Curtis_To · August 1, 2023, 12:24pm

Hi,

We are looking to buy new GPUs for our lab.
Suppose we purchase an A6000 today and another A6000 Ada later, would I be able to utilize both GPUs efficiently?
I guess the core of the problem is what are the implications during distributed training with one slower and one faster GPU.

Much appreciated.

Kiran_Sai_Ramineni · August 3, 2023, 6:47am

Hi @Curtis_To, You can use different GPUs for distributed training. During distributed training each GPU receives a portion of the data and computes the gradients independently. Then, the gradients are averaged across GPUs to update the model parameters. In this process if the slower GPU takes more time to complete its computation,it will cause a delay in the overall training progress because the faster GPU have to wait for time until the slower GPU completes its computation. Thank You!

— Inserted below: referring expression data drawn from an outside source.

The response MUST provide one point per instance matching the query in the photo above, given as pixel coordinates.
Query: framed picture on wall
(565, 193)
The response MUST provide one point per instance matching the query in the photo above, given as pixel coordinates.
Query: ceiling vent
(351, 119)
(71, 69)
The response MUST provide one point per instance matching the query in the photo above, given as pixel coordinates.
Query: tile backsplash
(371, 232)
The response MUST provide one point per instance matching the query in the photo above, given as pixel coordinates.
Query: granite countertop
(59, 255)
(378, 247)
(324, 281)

Curtis_To · August 3, 2023, 8:45am

Thank you for your prompt response.
So would you recommend getting exactly the same model of GPU for distributed training?

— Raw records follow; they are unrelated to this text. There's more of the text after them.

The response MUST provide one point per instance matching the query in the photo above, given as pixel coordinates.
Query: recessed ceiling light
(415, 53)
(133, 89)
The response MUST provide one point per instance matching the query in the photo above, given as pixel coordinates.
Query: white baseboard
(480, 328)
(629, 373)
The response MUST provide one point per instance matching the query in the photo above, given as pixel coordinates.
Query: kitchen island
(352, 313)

I am also guessing using SLI on different GPU models is not advised.
On a tangent, does that mean federated learning with different nodes also requires exactly the same GPU models, as the whole learning processing is bottlenecked by the slowest GPU?

Kiran_Sai_Ramineni · September 22, 2023, 7:35am

Hi @Curtis_To, As per my knowledge, In synchronous federated learning, each time the server will waits for the device that finishes last to update the model and then aggregates the updates to the shared central model.

Whereas in Asynchronous federated learning the nodes do not wait for other nodes to complete their computations before they proceed with their local updates. Each node computes its local gradients and can immediately send them to a central server.

In Synchronous whole learning processing will be bottle-necked by the slowest GPU. Thank You.